Gene-structure prediction based on spliced alignments of transcript sequences.

Description

PIntron is a novel pipeline for gene-structure prediction based on spliced alignment of transcript sequences (ESTs and mRNAs) against a genomic sequence.

The program is developed and heavily tested on Linux, but it should run also on OS X.

Features

Starting from a genomic sequence and the transcript (EST and/or mRNA) sequences, encoded as (Multi)FASTA files, we predict:

  • the exons and introns of the gene(s)
  • the full-length isoforms

The output can be easily inspected by the users and can be also easily parsed by simple scripts written in any programming languages. Moreover, the predictions are also reported in the standard GTF format and, thus, can be easily used and visualized by other commonly used software systems (such as the UCSC Genome Browser).

Screenshots

PIntron is a command-line application that can be used on local workstations or on remote servers. Anyway, the computed results can be used with third-party applications to visualize and further process the results.

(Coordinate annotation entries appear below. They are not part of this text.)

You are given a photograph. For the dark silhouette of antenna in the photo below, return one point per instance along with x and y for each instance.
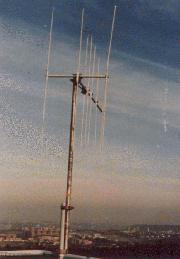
(77, 83)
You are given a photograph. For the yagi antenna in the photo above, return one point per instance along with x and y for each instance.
(77, 81)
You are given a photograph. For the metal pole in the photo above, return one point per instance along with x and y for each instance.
(68, 206)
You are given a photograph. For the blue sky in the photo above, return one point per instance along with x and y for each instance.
(138, 172)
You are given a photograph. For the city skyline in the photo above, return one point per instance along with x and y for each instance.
(136, 178)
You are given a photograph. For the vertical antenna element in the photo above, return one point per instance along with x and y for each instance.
(90, 108)
(107, 80)
(47, 74)
(88, 89)
(84, 97)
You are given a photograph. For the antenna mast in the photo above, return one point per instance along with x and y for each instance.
(76, 80)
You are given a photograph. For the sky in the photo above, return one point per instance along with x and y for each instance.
(136, 179)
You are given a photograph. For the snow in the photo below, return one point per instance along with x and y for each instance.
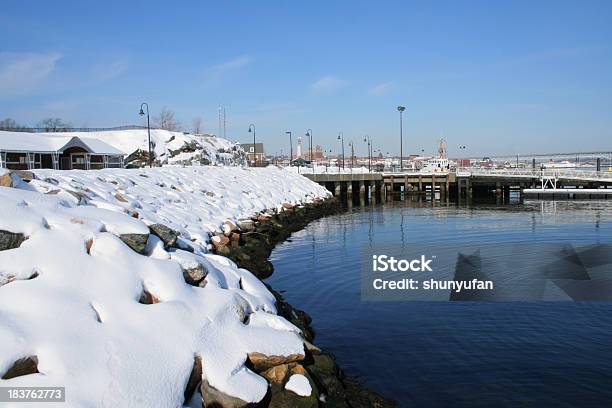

Here, for example, is the set of full-length isoforms (upper part) computed by PIntron for gene TP53 and visualized by the UCSC Genome Browser.

img

Main ideas

PIntron is a pipeline composed of five steps:

  1. Alternative alignments of expressed sequences to a reference genomic sequence are computed and represented in a graph (called embedding graph), using a new ad-hoc fast spliced alignment procedure.
  2. Biologically meaningful alignments are filtered.
  3. A draft consensus gene structure is constructed.
  4. Introns are reconciliated and classified according to general biological criteria.
  5. A minimal set of full-length isoforms that explains the reconstructed introns and the spliced alignments is finally computed using the method described here.